Apple exploring capacitive touch buttons to control a closed MacBook
The U.S. Patent and Trademark Office this week disclosed a patent application filed by Apple that shows touch-sensitive, disappearing buttons on the exterior of a MacBook. Discovered by AppleInsider, the application is entitled "Methods and Apparatus for Capacitive Sensing."
In the application, Apple notes that conventional capacitive sensing devices require the use of a non-conductive material, like the glass found on an iPhone or iPad. Apple's implementation would allow capacitive touch buttons on a metal surface, like the exterior of a MacBook Pro.

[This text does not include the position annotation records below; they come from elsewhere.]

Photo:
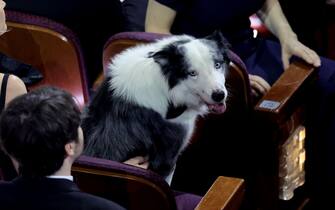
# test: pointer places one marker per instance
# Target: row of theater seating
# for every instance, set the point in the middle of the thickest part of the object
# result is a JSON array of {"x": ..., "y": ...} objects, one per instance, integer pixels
[{"x": 254, "y": 130}]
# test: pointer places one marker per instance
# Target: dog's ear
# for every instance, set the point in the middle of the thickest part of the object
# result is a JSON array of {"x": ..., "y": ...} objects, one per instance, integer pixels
[{"x": 220, "y": 40}]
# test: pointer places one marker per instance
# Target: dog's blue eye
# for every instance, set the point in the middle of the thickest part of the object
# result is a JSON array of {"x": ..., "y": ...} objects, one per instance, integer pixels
[
  {"x": 193, "y": 73},
  {"x": 218, "y": 65}
]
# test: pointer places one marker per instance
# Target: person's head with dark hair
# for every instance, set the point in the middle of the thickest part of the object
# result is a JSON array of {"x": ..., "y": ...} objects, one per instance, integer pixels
[{"x": 41, "y": 132}]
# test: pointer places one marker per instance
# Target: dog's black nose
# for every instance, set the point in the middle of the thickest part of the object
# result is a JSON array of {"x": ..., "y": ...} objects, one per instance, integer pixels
[{"x": 218, "y": 96}]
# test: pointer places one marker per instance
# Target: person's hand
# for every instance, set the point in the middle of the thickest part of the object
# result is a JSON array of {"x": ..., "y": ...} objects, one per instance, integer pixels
[
  {"x": 292, "y": 46},
  {"x": 258, "y": 85},
  {"x": 138, "y": 161}
]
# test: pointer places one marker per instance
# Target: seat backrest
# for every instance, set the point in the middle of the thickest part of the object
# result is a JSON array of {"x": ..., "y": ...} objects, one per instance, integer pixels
[
  {"x": 49, "y": 47},
  {"x": 137, "y": 189},
  {"x": 129, "y": 186}
]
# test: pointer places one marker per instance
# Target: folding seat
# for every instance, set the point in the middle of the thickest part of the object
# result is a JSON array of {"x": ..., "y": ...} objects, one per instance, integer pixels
[
  {"x": 49, "y": 47},
  {"x": 137, "y": 189}
]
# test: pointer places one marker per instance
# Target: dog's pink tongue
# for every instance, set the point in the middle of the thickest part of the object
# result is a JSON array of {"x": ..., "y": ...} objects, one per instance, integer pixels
[{"x": 217, "y": 108}]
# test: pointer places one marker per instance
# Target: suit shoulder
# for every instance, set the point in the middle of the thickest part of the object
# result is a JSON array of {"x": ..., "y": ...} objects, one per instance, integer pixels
[{"x": 95, "y": 202}]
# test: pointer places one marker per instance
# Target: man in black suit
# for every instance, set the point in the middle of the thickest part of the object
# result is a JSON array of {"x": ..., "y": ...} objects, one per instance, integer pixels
[{"x": 40, "y": 132}]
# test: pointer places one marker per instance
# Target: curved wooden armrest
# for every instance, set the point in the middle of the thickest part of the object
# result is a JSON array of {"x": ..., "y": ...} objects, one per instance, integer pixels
[
  {"x": 283, "y": 96},
  {"x": 225, "y": 194}
]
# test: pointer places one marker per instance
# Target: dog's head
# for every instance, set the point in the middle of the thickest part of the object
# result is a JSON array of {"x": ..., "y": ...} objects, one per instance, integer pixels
[{"x": 195, "y": 71}]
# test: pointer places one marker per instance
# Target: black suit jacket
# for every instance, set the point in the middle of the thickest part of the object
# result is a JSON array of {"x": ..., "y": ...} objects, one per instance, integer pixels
[{"x": 50, "y": 194}]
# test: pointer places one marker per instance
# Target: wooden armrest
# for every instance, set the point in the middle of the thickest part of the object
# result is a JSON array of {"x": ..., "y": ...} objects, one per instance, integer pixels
[
  {"x": 225, "y": 194},
  {"x": 283, "y": 96}
]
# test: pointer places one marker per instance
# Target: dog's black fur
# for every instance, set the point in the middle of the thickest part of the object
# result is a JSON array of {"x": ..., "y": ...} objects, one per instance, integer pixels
[
  {"x": 117, "y": 129},
  {"x": 130, "y": 130}
]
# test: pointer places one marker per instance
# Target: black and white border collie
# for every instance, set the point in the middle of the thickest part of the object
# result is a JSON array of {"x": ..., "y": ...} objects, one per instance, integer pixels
[{"x": 148, "y": 103}]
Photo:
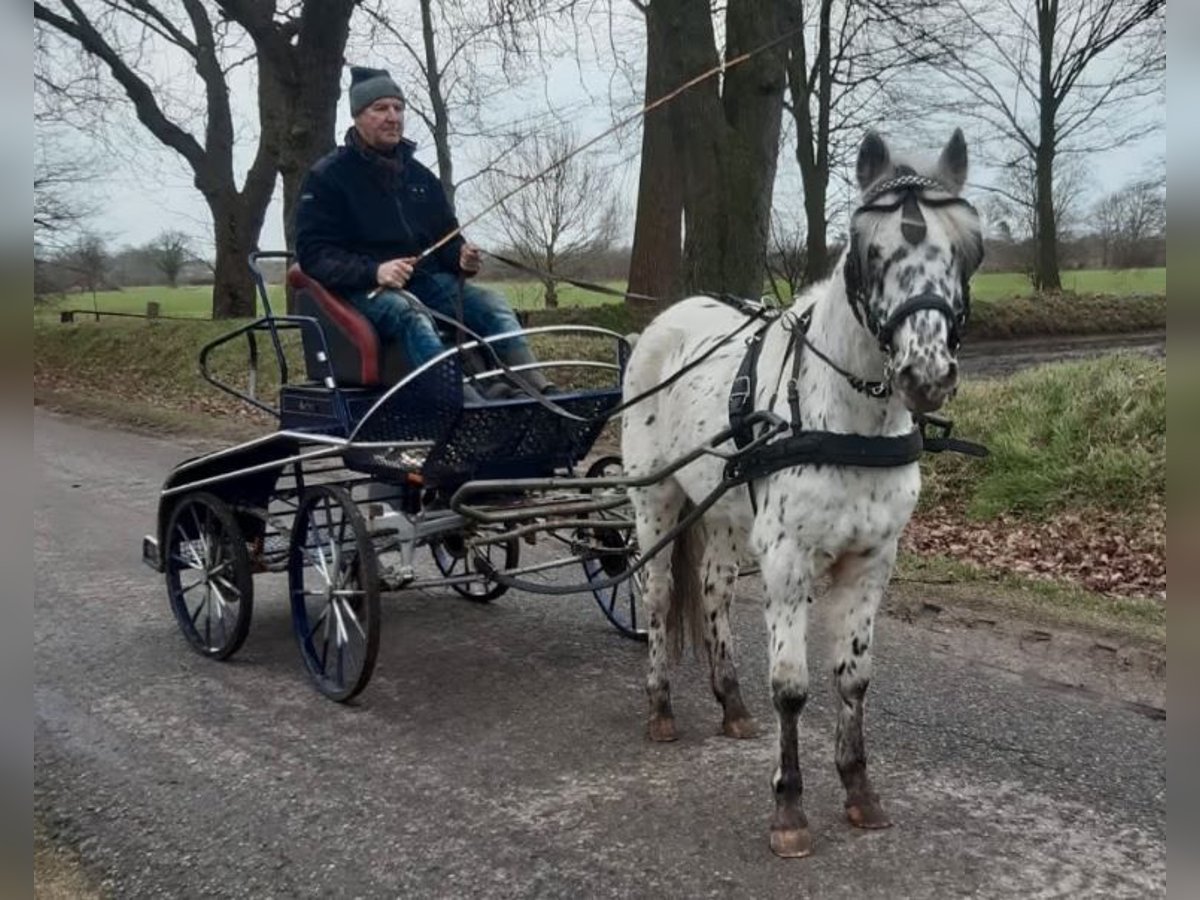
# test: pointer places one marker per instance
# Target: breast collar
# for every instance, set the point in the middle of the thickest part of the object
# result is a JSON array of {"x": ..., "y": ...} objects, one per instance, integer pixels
[{"x": 763, "y": 451}]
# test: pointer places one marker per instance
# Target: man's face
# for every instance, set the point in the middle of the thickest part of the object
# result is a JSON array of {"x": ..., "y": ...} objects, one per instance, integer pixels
[{"x": 382, "y": 124}]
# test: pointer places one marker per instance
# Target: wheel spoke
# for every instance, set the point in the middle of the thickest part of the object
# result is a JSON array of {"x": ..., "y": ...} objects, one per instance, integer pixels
[
  {"x": 184, "y": 589},
  {"x": 199, "y": 607},
  {"x": 349, "y": 613},
  {"x": 319, "y": 621}
]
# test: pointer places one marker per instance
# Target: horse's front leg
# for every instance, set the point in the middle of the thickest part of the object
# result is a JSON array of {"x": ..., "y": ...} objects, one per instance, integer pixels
[
  {"x": 719, "y": 575},
  {"x": 858, "y": 585},
  {"x": 787, "y": 616},
  {"x": 657, "y": 509}
]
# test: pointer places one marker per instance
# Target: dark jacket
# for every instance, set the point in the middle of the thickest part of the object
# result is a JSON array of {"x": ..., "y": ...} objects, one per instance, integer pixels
[{"x": 359, "y": 208}]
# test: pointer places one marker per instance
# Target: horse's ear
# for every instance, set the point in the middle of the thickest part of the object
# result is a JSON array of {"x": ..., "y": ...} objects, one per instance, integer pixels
[
  {"x": 874, "y": 160},
  {"x": 952, "y": 165}
]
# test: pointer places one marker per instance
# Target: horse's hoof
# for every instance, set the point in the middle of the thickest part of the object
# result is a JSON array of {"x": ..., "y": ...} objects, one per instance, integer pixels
[
  {"x": 741, "y": 729},
  {"x": 791, "y": 843},
  {"x": 867, "y": 813},
  {"x": 661, "y": 729}
]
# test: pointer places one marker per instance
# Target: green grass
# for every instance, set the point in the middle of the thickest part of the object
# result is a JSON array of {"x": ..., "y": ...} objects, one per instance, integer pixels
[
  {"x": 197, "y": 301},
  {"x": 1063, "y": 436},
  {"x": 1117, "y": 282},
  {"x": 1036, "y": 599}
]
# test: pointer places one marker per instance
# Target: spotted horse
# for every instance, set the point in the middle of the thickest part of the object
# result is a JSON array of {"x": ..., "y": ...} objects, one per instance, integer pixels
[{"x": 851, "y": 365}]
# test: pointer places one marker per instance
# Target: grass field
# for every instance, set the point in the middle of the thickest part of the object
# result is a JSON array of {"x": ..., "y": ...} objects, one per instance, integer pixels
[
  {"x": 197, "y": 301},
  {"x": 1087, "y": 435}
]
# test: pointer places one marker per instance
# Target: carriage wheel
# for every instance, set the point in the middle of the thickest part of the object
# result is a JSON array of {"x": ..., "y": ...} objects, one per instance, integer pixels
[
  {"x": 334, "y": 583},
  {"x": 454, "y": 558},
  {"x": 622, "y": 603},
  {"x": 209, "y": 582}
]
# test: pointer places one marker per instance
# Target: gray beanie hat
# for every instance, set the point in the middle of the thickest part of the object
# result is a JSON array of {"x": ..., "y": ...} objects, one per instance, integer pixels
[{"x": 370, "y": 84}]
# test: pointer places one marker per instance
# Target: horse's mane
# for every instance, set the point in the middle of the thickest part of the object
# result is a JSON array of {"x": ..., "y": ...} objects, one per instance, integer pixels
[{"x": 960, "y": 221}]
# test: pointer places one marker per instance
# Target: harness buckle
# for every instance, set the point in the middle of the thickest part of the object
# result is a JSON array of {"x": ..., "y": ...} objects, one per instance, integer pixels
[{"x": 741, "y": 390}]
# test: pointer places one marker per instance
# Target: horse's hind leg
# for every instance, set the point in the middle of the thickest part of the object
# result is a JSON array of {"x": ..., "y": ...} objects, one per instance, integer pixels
[
  {"x": 657, "y": 510},
  {"x": 857, "y": 591},
  {"x": 719, "y": 573}
]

The external "buttons" could be used to indicate certain status information with the device, such as battery level or Wi-Fi connection strength. The buttons could also disappear by using invisible holes and backlighting to make them selectively visible, much like the indicator light for use of a FaceTime camera on a MacBook Pro.

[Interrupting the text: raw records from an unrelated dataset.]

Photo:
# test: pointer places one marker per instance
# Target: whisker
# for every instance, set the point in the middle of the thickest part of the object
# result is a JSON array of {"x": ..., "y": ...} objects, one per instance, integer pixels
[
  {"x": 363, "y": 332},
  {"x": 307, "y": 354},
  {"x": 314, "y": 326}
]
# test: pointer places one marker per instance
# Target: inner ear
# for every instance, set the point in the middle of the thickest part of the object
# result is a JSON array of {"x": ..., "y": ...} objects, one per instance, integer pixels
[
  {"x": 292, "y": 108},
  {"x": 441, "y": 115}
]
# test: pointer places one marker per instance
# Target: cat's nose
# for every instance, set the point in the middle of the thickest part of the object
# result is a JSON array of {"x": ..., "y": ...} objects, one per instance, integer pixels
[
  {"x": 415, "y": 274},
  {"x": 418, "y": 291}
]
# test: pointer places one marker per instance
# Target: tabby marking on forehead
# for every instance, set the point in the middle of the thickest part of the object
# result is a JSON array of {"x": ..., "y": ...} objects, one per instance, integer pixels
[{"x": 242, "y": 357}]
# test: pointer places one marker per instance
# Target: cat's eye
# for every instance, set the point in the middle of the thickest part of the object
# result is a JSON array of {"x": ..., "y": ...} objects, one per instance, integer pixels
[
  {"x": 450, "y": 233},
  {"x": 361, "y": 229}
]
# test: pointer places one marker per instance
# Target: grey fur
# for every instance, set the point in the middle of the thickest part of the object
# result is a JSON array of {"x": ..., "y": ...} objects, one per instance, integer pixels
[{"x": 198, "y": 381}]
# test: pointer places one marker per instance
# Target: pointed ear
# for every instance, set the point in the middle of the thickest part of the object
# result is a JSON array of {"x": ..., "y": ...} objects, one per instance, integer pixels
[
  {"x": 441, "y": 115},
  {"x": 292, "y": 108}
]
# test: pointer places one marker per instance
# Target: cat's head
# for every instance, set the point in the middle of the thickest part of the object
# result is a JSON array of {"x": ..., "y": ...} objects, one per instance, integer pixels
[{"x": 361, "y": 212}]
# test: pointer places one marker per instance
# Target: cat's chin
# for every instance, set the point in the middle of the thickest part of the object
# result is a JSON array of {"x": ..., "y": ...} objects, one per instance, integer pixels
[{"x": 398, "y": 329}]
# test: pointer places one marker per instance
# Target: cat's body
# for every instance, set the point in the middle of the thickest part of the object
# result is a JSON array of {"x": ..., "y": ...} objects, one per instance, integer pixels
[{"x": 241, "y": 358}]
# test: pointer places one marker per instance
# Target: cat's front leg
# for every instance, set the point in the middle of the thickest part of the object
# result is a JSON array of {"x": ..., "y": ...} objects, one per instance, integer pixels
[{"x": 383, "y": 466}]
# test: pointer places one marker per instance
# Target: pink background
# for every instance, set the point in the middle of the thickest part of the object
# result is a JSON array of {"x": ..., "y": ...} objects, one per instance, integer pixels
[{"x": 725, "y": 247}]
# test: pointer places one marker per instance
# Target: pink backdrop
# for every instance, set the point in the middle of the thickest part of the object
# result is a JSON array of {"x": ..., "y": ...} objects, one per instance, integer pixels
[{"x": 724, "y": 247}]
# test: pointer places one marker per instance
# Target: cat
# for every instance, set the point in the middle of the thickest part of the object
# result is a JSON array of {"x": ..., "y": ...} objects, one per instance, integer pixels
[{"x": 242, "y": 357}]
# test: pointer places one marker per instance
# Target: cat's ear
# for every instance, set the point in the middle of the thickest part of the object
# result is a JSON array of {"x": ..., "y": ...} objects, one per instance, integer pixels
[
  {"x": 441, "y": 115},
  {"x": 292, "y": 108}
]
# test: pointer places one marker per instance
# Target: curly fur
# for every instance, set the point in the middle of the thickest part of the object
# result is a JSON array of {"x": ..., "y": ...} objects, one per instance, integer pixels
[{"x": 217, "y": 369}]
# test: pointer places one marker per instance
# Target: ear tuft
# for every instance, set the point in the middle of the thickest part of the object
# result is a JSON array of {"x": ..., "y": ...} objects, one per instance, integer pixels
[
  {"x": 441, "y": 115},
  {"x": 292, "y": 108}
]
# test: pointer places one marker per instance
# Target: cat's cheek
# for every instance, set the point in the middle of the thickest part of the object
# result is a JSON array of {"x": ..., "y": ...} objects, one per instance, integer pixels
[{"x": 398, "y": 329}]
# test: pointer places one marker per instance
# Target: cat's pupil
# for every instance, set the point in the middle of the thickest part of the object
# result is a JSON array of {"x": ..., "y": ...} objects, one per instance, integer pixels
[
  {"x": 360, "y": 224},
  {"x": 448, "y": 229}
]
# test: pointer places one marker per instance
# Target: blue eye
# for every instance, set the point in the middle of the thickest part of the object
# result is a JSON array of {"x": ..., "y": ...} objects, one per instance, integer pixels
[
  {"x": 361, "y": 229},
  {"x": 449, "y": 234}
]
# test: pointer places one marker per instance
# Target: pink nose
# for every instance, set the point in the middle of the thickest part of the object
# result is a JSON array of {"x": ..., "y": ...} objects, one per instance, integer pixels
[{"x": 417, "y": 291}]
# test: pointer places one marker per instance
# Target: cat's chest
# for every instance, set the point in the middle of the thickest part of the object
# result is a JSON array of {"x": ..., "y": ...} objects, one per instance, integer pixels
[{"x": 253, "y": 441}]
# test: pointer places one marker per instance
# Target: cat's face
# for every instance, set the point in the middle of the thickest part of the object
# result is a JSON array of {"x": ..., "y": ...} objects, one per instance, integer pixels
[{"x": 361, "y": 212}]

But in addition to displays, the virtual buttons would also have either a proximity sensor or a capacitive touch sensor, or both, allowing users to control elements of the computer even while its lid is closed. Specifically mentioned in the application are traditional buttons for media playback, like play, pause, and volume increase and decrease.

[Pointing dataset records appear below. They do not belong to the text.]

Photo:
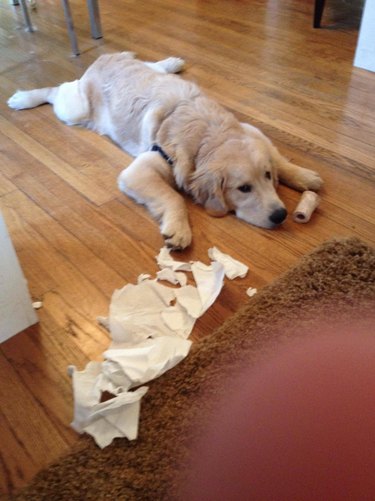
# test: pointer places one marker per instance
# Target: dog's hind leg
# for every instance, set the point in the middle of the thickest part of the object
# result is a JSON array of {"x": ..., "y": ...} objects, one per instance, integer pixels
[
  {"x": 148, "y": 180},
  {"x": 169, "y": 65}
]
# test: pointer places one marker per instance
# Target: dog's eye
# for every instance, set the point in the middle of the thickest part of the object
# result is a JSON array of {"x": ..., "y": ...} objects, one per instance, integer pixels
[{"x": 245, "y": 188}]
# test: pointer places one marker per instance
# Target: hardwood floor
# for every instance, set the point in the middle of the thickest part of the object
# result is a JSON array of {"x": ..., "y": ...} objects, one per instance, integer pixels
[{"x": 78, "y": 238}]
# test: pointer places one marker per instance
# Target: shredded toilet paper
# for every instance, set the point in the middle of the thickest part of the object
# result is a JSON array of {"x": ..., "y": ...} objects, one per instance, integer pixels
[{"x": 149, "y": 324}]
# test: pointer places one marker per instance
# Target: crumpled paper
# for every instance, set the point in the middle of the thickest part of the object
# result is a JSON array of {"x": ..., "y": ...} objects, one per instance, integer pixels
[{"x": 149, "y": 324}]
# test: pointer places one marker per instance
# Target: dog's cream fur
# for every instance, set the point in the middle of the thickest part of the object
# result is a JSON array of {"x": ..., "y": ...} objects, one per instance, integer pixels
[{"x": 224, "y": 164}]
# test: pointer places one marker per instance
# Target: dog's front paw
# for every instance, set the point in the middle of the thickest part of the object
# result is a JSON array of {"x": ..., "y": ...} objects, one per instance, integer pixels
[{"x": 177, "y": 234}]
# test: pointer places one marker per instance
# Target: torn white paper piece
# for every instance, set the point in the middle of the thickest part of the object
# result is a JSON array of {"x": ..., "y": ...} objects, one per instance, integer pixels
[
  {"x": 142, "y": 277},
  {"x": 233, "y": 268},
  {"x": 251, "y": 291},
  {"x": 209, "y": 280},
  {"x": 165, "y": 260},
  {"x": 178, "y": 320},
  {"x": 174, "y": 277}
]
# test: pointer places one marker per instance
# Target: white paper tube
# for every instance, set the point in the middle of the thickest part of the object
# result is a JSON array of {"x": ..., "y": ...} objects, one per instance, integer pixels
[{"x": 308, "y": 203}]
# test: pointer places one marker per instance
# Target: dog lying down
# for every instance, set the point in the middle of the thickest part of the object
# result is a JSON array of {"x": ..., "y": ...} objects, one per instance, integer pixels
[{"x": 181, "y": 139}]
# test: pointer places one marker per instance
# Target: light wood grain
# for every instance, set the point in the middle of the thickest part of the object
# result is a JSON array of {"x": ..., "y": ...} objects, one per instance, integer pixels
[{"x": 78, "y": 238}]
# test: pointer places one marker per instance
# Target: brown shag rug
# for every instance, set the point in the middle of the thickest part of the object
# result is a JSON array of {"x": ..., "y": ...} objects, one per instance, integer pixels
[{"x": 337, "y": 281}]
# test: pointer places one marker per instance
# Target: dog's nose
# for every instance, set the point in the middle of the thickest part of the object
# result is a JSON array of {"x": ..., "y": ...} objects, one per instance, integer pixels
[{"x": 278, "y": 216}]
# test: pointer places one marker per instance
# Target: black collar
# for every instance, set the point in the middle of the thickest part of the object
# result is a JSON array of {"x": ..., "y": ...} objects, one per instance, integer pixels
[{"x": 159, "y": 149}]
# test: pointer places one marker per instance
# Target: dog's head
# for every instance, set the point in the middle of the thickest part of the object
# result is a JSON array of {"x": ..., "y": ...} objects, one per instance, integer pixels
[{"x": 239, "y": 175}]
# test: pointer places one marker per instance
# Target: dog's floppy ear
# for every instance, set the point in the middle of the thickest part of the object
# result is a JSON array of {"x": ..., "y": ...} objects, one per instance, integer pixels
[{"x": 207, "y": 189}]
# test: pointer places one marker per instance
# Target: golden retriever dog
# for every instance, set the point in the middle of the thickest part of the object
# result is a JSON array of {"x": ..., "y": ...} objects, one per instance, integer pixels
[{"x": 182, "y": 141}]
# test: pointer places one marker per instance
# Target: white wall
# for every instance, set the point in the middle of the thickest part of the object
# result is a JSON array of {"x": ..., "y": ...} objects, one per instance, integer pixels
[
  {"x": 365, "y": 52},
  {"x": 16, "y": 311}
]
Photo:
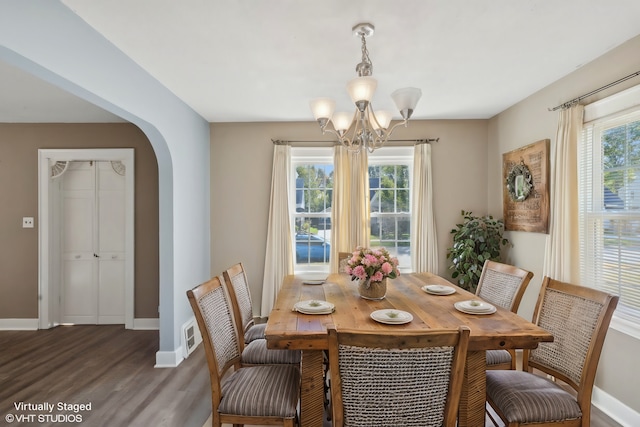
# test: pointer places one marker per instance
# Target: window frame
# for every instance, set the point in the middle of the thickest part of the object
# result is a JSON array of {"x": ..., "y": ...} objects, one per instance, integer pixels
[
  {"x": 616, "y": 109},
  {"x": 305, "y": 156}
]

Apple also notes that the buttons could be used for other functions, like to start up or shut down the computer.
"For example, sensing a touch, such as with a virtual 'button' when a laptop computer is in the closed-lid sleep mode, can wake up an external monitor..., sync an iPod or iPhone... with the laptop computer, or install software to the laptop computer while the lid is closed," the application reads.
Apple could also make the invisible touch buttons contextual, having different functions depending on the operating state of the device. The buttons could also be implemented as a trackpad surface, with a large number of touch-sensing locations.
Similarly, the external controls could be a "slider," allowing users to drag their finger to accomplish a task like adjusting volume or skipping through media. This could allow more precise control than individual button taps.
The application, made public this week, was originally filed in August of 2010. The proposed invention is credited to Aleksandar Pance, Omar S. Leung and David Thomas Amm.